Specs, Not Code, Are the Real Bottleneck
AI tools make generating code effortless, but precisely defining what code should do—specification—remains the hardest part, explaining why bugs and complexity persist.
AI Shifts Code from Scarce Resource to Commodity
Historically, software development bottlenecks stemmed from code's high cost: every line demanded manual effort, memory recall, and precision. AI-assisted tools now generate entire functions, modules, or architectures in seconds, making code production scalable and nearly free. This removes the old constraint, yet systems fail to improve proportionally—bugs endure, vulnerabilities rise, and complexity grows harder to manage. The widening gap between code output and confident understanding proves code was never the core limit.
Precise Specification Defines Success
The fundamental challenge is specifying exactly what code must achieve. Without clear, precise requirements upfront, even perfect code misses the mark. This insight reframes decades of practices: development isn't bottlenecked by implementation but by upfront knowledge of desired behavior. AI amplifies this by flooding teams with code volume they can't fully comprehend or verify, turning abundance into liability.

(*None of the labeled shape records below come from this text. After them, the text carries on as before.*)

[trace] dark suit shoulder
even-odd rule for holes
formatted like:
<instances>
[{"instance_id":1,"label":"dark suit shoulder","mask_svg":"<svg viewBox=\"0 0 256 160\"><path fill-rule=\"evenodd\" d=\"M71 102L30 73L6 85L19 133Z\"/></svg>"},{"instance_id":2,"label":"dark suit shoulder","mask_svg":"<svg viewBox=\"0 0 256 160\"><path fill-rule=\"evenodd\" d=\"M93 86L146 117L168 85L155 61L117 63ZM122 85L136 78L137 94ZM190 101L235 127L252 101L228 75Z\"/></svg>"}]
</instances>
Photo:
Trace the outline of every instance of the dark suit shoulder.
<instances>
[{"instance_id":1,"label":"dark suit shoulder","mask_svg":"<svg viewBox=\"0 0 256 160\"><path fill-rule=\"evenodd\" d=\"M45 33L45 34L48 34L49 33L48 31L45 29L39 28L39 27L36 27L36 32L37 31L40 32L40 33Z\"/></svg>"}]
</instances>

Reactive Cycles Perpetuate the Misdiagnosis
Industry workflows—code, test, debug, fix, repeat—feel intuitive but react to flaws rather than preventing them through rigorous specs. Tools like unit tests and fuzzing refine this loop without addressing root causes, resembling adaptation more than engineering. To build reliable systems at AI scale, prioritize specification rigor first: define behaviors exhaustively before generation, then validate outputs against them.